All five working groups met in August and September to discuss detailed plans for implementation of the next phase of the Initial Actions agreement, and the D.P.R.K. invited a team of experts from the United States, China, and Russia to visit the Yongbyon nuclear facility in September 2007 to discuss specific steps that could be taken to disable the facility. The subsequent September 27-30 Six-Party plenary meeting resulted in the October 3, 2007 agreement on "Second-Phase Actions for the Implementation of the Joint Statement."
Under the terms of the October 3 agreement, the D.P.R.K. agreed to disable all existing nuclear facilities subject to abandonment under the September 2005 Joint Statement and the February 13 agreement. The parties agreed to complete by December 31, 2007 a set of disablement actions for the three core facilities at Yongbyon--the 5-MW(e) Experimental Reactor, the Radiochemical Laboratory (Reprocessing Plant), and the Fresh Fuel Fabrication Plant--with oversight from a team of U.S. experts, The D.P.R.K. also agreed to provide a complete and correct declaration of all its nuclear programs in accordance with the February 13 agreement by December 31, 2007 and reaffirmed its commitment not to transfer nuclear materials, technology, or know-how.
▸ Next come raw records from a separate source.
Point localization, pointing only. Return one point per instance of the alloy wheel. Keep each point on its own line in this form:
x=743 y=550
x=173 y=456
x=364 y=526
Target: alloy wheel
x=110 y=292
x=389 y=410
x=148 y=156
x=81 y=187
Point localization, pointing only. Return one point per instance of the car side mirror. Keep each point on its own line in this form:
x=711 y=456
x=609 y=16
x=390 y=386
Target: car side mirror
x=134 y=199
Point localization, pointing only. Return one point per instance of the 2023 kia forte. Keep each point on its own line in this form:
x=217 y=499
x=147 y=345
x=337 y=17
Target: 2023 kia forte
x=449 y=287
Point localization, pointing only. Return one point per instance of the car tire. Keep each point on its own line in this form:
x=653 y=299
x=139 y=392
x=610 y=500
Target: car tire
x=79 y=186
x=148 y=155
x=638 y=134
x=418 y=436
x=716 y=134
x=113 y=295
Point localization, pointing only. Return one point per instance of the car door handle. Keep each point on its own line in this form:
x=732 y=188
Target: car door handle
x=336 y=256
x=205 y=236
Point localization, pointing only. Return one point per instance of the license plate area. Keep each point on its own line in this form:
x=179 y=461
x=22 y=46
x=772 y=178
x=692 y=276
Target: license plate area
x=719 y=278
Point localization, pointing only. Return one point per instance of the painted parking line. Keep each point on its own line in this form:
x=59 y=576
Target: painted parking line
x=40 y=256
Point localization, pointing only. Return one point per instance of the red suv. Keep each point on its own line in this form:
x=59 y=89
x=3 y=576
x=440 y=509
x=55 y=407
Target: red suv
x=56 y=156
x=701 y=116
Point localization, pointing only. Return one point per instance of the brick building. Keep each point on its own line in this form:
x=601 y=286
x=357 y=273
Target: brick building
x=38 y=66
In November 2007, the D.P.R.K. began to disable the three core facilities at Yongbyon and complete most of the agreed disablement actions by the end of the year. Due to health and safety concerns, disablement activities at the 5-MW(e) reactor continued beyond December 31, 2007. Assistant Secretary of State Christopher Hill visited Pyongyang again in December 2007 as part of ongoing consultations on the implementation of Second-Phase actions and carried with him a letter from the President of the United States to Kim Jong-il. The D.P.R.K. missed the December 31 deadline to provide a complete and correct declaration, but efforts to secure a declaration continued into January 2008.
While the D.P.R.K. missed the December 31 deadline to provide a complete and correct declaration, it provided its declaration to the Chinese, chair of the Six-Party Talks, on June 26, 2008. The D.P.R.K. also imploded the cooling tower at the Yongbyon facility in late June 2008 before international media. Following the D.P.R.K's progress on disablement and provision of a declaration, President Bush announced the lifting of the application of the Trading with the Enemy Act (TWEA) with respect to the D.P.R.K. and notified Congress of his intent to rescind North Korea's designation as a state sponsor of terrorism. President Bush made clear that the United States needs to have a strong regime in place to verify the D.P.R.K.'s declaration before it removes the D.P.R.K. from the list of state sponsors of terrorism. As of August 2008, the United States continued to work with its Six-Party partners to establish such a verification regime, and remained prepared to move forward with taking the D.P.R.K. off of the state sponsors of terrorism list once a verification regime was in place.